Fig 7. NMR spectroscopy analysis of the S100A4-N-ERMAD interaction.

(A) ¹H-¹⁵N HSQC spectra of the 1:1 complex of the N-ERMAD: S100A4-Δ9 dimer (black) and upon addition of C-ERMAD present in 1:1 (orange) and 1:2 molar ratio (maroon). Note that most peaks are broadened below the detection limit. (B) However, successive addition of the C-ERMAD results in the appearance of peaks that coincide to the positions in the C-ERMAD-S100A4-Δ9 complex: Asp67 and Phe72. Free S100A4-Δ9 peaks are shown in red, peaks of the C-ERMAD-S100A4-Δ9 complex are blue, while the peaks of S100A4-Δ9 in the presence of both the N-ERMAD and the C-ERMAD in a molar ratio of 1:1 and 1:2, respectively, are black. (C) A typical translational diffusion experiment representation for the C-ERMAD- S100A4-Δ9 complex integrated in the 1.892–1.276 ppm region: the decay of integrated signal intensity-gradient strength where squares represent measured points and the fitted Stejskal-Tanner equation (that leads to the determination of diffusion constant) is presented in a continuous red curve.

Fig 8. S100A4 interacts with ezrin in living HEK-293T cells.

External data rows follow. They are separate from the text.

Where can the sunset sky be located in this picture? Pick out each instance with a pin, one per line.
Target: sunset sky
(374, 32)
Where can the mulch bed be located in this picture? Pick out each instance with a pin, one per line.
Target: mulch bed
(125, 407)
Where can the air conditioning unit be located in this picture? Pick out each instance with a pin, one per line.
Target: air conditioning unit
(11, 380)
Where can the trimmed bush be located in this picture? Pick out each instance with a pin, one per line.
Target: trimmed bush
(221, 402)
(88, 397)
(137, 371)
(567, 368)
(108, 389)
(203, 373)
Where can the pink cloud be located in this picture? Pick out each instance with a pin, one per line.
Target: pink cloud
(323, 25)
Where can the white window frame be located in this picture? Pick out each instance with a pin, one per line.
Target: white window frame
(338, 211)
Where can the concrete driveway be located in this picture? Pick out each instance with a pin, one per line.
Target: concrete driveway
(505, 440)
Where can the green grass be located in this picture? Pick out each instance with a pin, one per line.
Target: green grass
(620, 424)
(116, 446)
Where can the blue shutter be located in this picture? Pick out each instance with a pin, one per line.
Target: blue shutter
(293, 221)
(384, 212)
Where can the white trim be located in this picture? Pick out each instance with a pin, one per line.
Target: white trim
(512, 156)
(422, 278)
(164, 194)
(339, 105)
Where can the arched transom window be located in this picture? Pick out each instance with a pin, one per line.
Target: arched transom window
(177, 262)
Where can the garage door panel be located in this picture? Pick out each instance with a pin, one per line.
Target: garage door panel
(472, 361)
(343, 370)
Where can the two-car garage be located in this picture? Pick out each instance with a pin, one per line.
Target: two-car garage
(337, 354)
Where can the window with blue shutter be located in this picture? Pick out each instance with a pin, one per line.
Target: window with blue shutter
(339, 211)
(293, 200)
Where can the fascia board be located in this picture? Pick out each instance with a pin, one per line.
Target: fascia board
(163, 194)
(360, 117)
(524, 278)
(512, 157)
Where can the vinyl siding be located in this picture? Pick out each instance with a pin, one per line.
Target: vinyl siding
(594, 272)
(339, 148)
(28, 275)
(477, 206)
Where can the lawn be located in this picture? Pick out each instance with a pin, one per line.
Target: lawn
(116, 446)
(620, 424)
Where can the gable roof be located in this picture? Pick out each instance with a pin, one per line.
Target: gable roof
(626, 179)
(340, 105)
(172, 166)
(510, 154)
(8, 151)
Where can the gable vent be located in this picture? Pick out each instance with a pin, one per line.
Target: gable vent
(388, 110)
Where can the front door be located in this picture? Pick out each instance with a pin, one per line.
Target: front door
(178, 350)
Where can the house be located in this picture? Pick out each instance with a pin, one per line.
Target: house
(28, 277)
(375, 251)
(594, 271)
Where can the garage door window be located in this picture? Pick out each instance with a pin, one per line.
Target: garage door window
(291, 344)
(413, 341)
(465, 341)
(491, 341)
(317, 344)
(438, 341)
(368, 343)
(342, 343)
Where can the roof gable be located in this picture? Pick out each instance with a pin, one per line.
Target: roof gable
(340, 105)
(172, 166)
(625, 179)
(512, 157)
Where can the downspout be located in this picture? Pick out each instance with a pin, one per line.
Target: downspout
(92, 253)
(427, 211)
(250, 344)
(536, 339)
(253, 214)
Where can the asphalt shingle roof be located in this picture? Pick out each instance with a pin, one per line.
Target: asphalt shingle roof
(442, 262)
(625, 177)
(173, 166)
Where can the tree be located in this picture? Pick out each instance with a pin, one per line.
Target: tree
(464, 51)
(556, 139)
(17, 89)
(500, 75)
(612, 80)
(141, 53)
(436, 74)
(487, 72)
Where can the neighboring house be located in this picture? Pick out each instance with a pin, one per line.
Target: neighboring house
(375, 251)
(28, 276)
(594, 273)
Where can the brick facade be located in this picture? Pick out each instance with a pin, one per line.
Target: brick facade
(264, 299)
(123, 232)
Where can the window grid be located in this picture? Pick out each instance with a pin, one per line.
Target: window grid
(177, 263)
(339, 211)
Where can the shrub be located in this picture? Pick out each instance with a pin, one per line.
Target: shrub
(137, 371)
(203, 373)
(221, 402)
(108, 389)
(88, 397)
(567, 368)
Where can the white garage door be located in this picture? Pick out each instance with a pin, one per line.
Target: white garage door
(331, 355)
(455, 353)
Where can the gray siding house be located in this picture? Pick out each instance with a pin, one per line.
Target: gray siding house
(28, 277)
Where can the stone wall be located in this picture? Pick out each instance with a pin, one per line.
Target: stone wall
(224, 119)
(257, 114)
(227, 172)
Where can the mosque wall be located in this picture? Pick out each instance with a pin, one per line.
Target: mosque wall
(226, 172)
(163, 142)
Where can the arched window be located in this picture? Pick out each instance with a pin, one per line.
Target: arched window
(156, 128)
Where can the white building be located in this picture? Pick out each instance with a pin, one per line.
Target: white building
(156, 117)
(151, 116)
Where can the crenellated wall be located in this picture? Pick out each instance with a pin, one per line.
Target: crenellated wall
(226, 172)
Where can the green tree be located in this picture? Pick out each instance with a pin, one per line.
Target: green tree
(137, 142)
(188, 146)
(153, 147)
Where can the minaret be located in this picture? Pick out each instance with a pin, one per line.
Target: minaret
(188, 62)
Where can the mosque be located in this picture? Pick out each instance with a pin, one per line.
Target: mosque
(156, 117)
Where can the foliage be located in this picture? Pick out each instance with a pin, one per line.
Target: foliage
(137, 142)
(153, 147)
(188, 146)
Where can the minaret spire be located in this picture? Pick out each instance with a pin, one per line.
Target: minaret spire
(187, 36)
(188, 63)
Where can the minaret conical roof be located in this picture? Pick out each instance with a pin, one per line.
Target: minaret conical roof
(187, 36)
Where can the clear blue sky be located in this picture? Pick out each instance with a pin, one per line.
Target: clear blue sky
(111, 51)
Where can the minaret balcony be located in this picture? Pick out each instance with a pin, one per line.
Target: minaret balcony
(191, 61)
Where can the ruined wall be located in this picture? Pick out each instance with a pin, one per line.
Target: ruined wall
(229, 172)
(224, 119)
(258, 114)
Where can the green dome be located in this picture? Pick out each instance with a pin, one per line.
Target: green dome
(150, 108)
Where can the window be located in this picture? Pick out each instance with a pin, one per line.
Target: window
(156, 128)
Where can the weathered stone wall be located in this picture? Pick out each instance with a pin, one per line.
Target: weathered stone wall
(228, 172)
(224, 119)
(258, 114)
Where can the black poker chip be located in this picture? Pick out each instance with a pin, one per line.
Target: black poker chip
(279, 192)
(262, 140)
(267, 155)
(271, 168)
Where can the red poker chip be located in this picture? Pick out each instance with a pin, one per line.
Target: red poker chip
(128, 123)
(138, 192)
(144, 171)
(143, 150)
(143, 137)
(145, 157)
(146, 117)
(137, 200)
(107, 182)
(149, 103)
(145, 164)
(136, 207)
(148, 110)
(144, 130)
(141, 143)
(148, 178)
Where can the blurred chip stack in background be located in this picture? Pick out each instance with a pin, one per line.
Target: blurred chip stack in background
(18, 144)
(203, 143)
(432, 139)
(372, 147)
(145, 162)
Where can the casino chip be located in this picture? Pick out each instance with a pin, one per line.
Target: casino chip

For FRET measurements, HEK-293T cells were co-transfected with pEGFP-ezrin and pmCherry-S100A4/S100A4-SerΔ13. As controls, cells transfected with pEGFP-ezrin alone (donor-only) or pEGFP-mCherry (100% FRET) were used. Donor photobleaching was performed by confocal microscopy, time constants of at least 80 ROI per sample were determined. (A) Two representative photobleaching curves from donor-only and 100% FRET samples (shown in violet and blue, respectively), the fitted exponential decay curves (green and red lines, respectively) and the calculated time constants (t_1/2, marked with dashed lines). (B) Box-and-Whisker plots showing time constants of each sample were generated. Statistical analysis was performed using the Games-Howell test regarding the unequal sample size and inhomogeneous variance. Significant differences (p < 0.05) comparing S100A4 (wt) sample with others are marked with asterisk.

Fig 9. Proposed mechanism of ezrin regulation by S100A4-binding.

In the dormant state, ezrin shows limited cross-linking activity of the actin cytoskeleton (blue) to the plasma membrane. PIP₂ is bound by the F1 (light gray) and the F3 (dark gray) subdomains. The actin-binding site on the C-ERMAD is masked by the N-ERMAD lobes F2 (gray) and F3 (dark grey). Upon phosphorylation of Thr567 (yellow), ezrin opens up to acquire its active conformation. Binding of S100A4 to the N-ERMAD and the C-ERMAD leads to allosteric and direct inhibition of ezrin function, respectively.